- ICH GCP
- US Clinical Trials Registry
- Clinical Trial NCT04851678
Longitudinal Impact of Stressors in Adults With Tourette Syndrome (LISA-TS)
Study Overview
Status
Conditions
Intervention / Treatment
Detailed Description
Tourette syndrome (TS) is a widely prevalent neurodevelopmental disorder with limited treatment options,(1,2) substantial impact on quality of life in children(3-7) and adults,(4,8-10) and two-fold increased risk of premature death.(11,12) Tics are the defining feature of TS, and as a result, TS is often narrowly perceived in terms of tics alone. Tics themselves tend to wane in late adolescence, with distressing tics persisting in only one-third of TS patients.(13) Because tics generally diminish with age, the plight of adults with TS is often neglected.

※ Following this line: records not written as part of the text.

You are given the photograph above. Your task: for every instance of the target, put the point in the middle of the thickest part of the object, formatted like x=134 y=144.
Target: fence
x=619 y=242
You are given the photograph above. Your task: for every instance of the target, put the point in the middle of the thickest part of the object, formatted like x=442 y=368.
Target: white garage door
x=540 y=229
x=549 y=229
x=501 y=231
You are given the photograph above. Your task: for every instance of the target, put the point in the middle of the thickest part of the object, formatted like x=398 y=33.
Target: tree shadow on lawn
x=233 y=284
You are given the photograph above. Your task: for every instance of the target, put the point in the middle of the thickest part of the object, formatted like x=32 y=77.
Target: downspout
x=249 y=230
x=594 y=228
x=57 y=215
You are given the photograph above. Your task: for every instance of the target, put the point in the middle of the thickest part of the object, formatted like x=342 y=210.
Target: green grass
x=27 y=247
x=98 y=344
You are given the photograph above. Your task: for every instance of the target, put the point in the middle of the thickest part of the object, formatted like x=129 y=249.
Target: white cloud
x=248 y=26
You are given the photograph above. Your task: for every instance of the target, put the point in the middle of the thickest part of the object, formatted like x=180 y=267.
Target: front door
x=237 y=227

Over half of TS adults suffer from anxiety and depression,(10,14) and a similar percentage experience symptoms of attention deficit hyperactivity disorder (ADHD) and obsessive-compulsive disorder (OCD), findings recently corroborated in our own clinical population.(10) Many TS adults struggle to form meaningful relationships with peers, and one-third feel inadequately supported by their families.(13) The burden of TS in adulthood extends beyond mental and social health. In a national registry cohort study, individuals with TS had a mortality rate ratio of 1.8 relative to healthy controls, even after controlling for comorbid psychiatric diagnoses.(11) The causes of more frequent premature death in TS populations are unclear, with many mechanisms implicated, including suicide,(15) traumatic accidents,(12) substance abuse,(16) metabolic disorders,(12,17) and complications from pharmacotherapy.(18,19)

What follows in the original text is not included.